Marrick’in, kendi kimliği ile tanışması ve zaman geçtikçe ona güvenmesini gösteren başka sahnelere de şahit oluruz. Tren garında kendisini kovalayan insanlara dönerek; “Ben bir hayvan değilim; ben bir insanım!” diye bağırması ve tiyatroda Merrick’in adına oynanan oyundan sonra salonda alkışlanırken izleyicileri selamlaması yine bu sahnelerdendir. Başta ayağa kalkıp yüzünü seyirciye göstermek istemez ancak Treves’in de cesaretlendirmesi ile topluluk karşısında çekinmeden durabilecektir. Lynch’in bu sahnelerde tercihi, kadrajında Marrick’in merak uyandıran deforme olmuş yüzünden çok, ona çevrilmiş olan yüzlere ve bakışlara yer vermesi yönünde olmuştur. Fil Adam ile ilk karşılaştığımız sahnede dahi, kısa bir süre Marrick’i görürken daha uzun bir süre Treves’in şaşkın yüzüne bakmaya zorlanırız. Bu durumla fenomenolojide ‘algının betimlenmesi’ esası tartışılırken karşılaşırız. Fenomenolojik bakış açısına göre ‘gerçekliğin kendiliği’ diye bir şeyden söz edilemez. Çünkü gerçeklik, her zaman kendine yönelmiş bir bilinç tarafından bilinen bir gerçekliktir.
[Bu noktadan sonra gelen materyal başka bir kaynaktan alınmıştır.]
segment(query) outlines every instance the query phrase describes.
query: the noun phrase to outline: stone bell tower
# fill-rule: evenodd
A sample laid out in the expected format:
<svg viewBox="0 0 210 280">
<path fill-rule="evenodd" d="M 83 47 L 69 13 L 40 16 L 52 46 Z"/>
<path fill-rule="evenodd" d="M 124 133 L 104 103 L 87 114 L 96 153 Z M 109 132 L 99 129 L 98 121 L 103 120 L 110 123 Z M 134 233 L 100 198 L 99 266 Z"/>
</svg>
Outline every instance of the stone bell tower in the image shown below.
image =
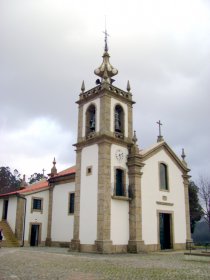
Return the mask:
<svg viewBox="0 0 210 280">
<path fill-rule="evenodd" d="M 129 168 L 135 159 L 130 159 L 128 167 L 127 158 L 133 145 L 134 102 L 129 82 L 126 91 L 113 85 L 112 77 L 118 70 L 109 61 L 107 32 L 102 57 L 102 64 L 94 71 L 99 76 L 97 85 L 86 91 L 83 82 L 77 101 L 75 216 L 70 249 L 110 253 L 125 250 L 130 238 Z"/>
</svg>

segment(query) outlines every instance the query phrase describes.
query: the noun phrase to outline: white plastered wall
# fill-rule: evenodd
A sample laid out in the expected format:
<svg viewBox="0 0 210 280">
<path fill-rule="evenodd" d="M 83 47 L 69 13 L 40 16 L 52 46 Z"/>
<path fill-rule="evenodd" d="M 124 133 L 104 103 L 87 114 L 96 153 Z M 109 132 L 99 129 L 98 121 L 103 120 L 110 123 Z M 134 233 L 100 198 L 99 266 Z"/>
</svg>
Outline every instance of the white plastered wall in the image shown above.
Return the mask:
<svg viewBox="0 0 210 280">
<path fill-rule="evenodd" d="M 164 162 L 168 167 L 169 191 L 159 189 L 159 163 Z M 142 168 L 142 237 L 145 244 L 157 244 L 158 241 L 158 211 L 173 213 L 174 243 L 186 241 L 185 198 L 182 172 L 170 158 L 161 150 L 146 160 Z M 163 200 L 163 196 L 167 200 Z M 156 202 L 173 204 L 159 205 Z"/>
<path fill-rule="evenodd" d="M 111 201 L 111 240 L 113 245 L 127 245 L 129 240 L 129 201 Z"/>
<path fill-rule="evenodd" d="M 83 107 L 83 122 L 82 122 L 82 137 L 85 136 L 85 129 L 86 129 L 86 110 L 91 105 L 95 105 L 96 108 L 96 132 L 99 131 L 99 123 L 100 123 L 100 99 L 97 98 L 93 101 L 86 103 Z"/>
<path fill-rule="evenodd" d="M 69 194 L 72 192 L 75 192 L 75 182 L 54 187 L 52 241 L 69 242 L 73 238 L 74 215 L 69 214 Z"/>
<path fill-rule="evenodd" d="M 10 225 L 13 232 L 15 232 L 16 211 L 17 211 L 17 197 L 12 196 L 9 198 L 9 203 L 8 203 L 7 222 Z"/>
<path fill-rule="evenodd" d="M 92 174 L 87 175 L 87 167 Z M 80 242 L 94 244 L 97 238 L 97 196 L 98 196 L 98 145 L 85 147 L 81 160 L 80 189 Z"/>
<path fill-rule="evenodd" d="M 111 98 L 110 131 L 114 132 L 114 109 L 115 106 L 118 104 L 123 108 L 124 111 L 124 122 L 125 122 L 124 134 L 125 137 L 128 137 L 128 106 L 125 103 L 120 102 L 114 98 Z"/>
<path fill-rule="evenodd" d="M 43 211 L 31 212 L 32 198 L 43 199 Z M 40 191 L 26 196 L 26 220 L 25 220 L 25 240 L 30 242 L 30 223 L 40 223 L 41 227 L 41 241 L 45 241 L 47 237 L 47 223 L 48 223 L 48 204 L 49 204 L 49 191 Z"/>
<path fill-rule="evenodd" d="M 116 158 L 116 152 L 123 152 L 123 159 Z M 126 165 L 128 149 L 119 145 L 111 146 L 111 188 L 112 194 L 115 182 L 115 168 L 125 170 L 125 185 L 128 192 L 128 168 Z M 111 240 L 115 245 L 128 244 L 129 239 L 129 202 L 112 199 L 111 201 Z"/>
</svg>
Lynch de kamerasını Marrick’in bedenine (nesneye) değil de ona bakan bilince (özneye) yöneltmeyi daha çok tercih etmiş. [fenomenoloji, wikipedia][ii]
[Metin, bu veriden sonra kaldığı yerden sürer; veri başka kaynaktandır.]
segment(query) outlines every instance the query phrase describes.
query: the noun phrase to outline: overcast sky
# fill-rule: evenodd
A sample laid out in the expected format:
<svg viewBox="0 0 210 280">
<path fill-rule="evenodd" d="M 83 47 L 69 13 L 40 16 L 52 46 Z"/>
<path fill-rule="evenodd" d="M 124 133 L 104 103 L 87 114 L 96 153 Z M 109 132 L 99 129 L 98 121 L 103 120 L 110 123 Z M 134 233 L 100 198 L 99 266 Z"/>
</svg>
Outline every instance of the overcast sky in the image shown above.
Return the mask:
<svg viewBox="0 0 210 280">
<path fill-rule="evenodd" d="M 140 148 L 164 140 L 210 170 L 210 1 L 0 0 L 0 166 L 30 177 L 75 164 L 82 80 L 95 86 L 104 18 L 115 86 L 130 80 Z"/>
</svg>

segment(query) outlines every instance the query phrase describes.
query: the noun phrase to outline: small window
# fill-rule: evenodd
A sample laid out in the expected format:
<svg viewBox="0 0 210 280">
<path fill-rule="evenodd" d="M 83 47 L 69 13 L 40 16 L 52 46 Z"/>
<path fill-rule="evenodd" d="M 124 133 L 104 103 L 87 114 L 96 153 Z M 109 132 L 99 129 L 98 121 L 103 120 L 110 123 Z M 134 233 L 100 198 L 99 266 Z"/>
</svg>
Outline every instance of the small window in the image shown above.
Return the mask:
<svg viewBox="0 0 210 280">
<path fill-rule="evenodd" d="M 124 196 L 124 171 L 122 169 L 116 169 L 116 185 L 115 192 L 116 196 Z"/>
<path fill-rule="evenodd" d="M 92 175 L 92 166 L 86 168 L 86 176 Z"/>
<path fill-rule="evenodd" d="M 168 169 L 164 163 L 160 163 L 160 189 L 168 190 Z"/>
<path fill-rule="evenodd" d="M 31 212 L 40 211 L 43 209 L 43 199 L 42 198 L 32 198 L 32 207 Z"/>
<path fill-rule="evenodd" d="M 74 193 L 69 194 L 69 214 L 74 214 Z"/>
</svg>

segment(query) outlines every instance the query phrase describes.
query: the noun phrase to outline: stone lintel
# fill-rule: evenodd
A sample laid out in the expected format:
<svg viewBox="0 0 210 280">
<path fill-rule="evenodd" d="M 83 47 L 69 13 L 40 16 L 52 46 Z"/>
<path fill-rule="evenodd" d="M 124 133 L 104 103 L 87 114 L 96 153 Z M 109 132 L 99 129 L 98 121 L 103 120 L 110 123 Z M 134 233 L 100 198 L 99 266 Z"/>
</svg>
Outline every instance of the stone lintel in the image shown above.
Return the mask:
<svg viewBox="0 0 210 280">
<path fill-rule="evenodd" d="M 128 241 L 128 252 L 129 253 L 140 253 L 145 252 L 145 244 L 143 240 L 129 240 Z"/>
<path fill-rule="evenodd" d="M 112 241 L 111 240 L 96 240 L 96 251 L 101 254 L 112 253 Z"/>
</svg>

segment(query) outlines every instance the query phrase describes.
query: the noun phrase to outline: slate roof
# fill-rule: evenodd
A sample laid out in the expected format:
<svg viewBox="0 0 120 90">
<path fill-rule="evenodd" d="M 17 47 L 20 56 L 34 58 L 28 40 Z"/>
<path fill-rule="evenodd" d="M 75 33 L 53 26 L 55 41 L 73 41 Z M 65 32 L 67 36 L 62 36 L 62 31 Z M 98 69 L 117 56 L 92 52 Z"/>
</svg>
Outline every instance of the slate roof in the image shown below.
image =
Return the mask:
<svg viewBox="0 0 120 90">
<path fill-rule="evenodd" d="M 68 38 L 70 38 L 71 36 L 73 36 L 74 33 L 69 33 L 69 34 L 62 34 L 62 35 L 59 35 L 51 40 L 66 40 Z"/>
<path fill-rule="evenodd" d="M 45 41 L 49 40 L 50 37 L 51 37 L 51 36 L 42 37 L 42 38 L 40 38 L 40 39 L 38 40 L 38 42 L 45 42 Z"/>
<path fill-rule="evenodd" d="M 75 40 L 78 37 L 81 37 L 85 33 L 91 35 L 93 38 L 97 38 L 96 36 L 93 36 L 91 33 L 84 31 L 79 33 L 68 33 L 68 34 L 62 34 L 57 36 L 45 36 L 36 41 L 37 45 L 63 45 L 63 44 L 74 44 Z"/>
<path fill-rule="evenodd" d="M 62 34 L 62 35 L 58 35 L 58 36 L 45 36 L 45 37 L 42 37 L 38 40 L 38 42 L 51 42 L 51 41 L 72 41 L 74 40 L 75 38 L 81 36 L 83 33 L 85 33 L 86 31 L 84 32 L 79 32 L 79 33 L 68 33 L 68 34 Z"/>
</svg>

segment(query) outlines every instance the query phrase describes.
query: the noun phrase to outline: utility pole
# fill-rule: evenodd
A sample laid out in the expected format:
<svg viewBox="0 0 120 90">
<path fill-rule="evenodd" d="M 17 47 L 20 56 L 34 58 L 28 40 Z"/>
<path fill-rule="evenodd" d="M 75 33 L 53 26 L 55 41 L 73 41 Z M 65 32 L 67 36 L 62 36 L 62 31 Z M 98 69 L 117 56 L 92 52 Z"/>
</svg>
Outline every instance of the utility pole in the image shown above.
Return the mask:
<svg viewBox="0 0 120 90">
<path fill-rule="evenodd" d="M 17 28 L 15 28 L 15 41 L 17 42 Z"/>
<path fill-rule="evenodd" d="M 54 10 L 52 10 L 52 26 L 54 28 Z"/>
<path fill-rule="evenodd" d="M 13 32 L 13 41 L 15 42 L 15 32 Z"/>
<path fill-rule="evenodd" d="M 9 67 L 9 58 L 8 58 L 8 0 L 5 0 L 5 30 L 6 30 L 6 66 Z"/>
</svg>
Marrick’e yöneltilen bakış açıları, karakterlere göre keskin farklılıklar gösterir. Başhemşirenin, Bayan Kendal’ın, Treves’in karısının, gece bekçisinin ve Bay Bytse’ın Marrick’e olan bakış açıları, kendi içlerinde tutarlılık gösterir ve birbirlerinden kesin bir şekilde ayrılır. Ancak Treves filmin başından sonuna kadar Marrick ile asimetrik bir ilişki içindedir, tutarlılığı sürekli sorgulanabilir. Marrick, Treves’in gözünde sınırları görülür derecede belli aşamalardan geçerek bir nesne olmaktan özne olmaya doğru evrilir. Marrick’i ucube gösterilerinden hastaneye getirdikten sonra onu konuşmaya zorlaması, içten içe bu asimetrik ilişkiyi kendisi için daha kabul edilebilir bir seviyeye çekme çabasıdır. Evinde misafir ettiği sahnelerde Marrick ile göz teması kurmaktan çekinen Treves’in, doktorlara yaptığı sunumda Marrick’i aslında bir nesne gibi görüyor oluşu daha belirgindir. Marrick kendisini dil gibi, sanat gibi kanallarla ifade etmeye başladıktan sonra Treves’in bu bakış açısı da değişmeye başlar. Filmin sonuna doğru yüksek açılı planlar, yerini ikiliyi omuz ve bel hizasından eşit gösterecek planlara bırakır. Treves’i artık Marrick’e sarılırken ve onun papyonunu düzeltirken görürüz.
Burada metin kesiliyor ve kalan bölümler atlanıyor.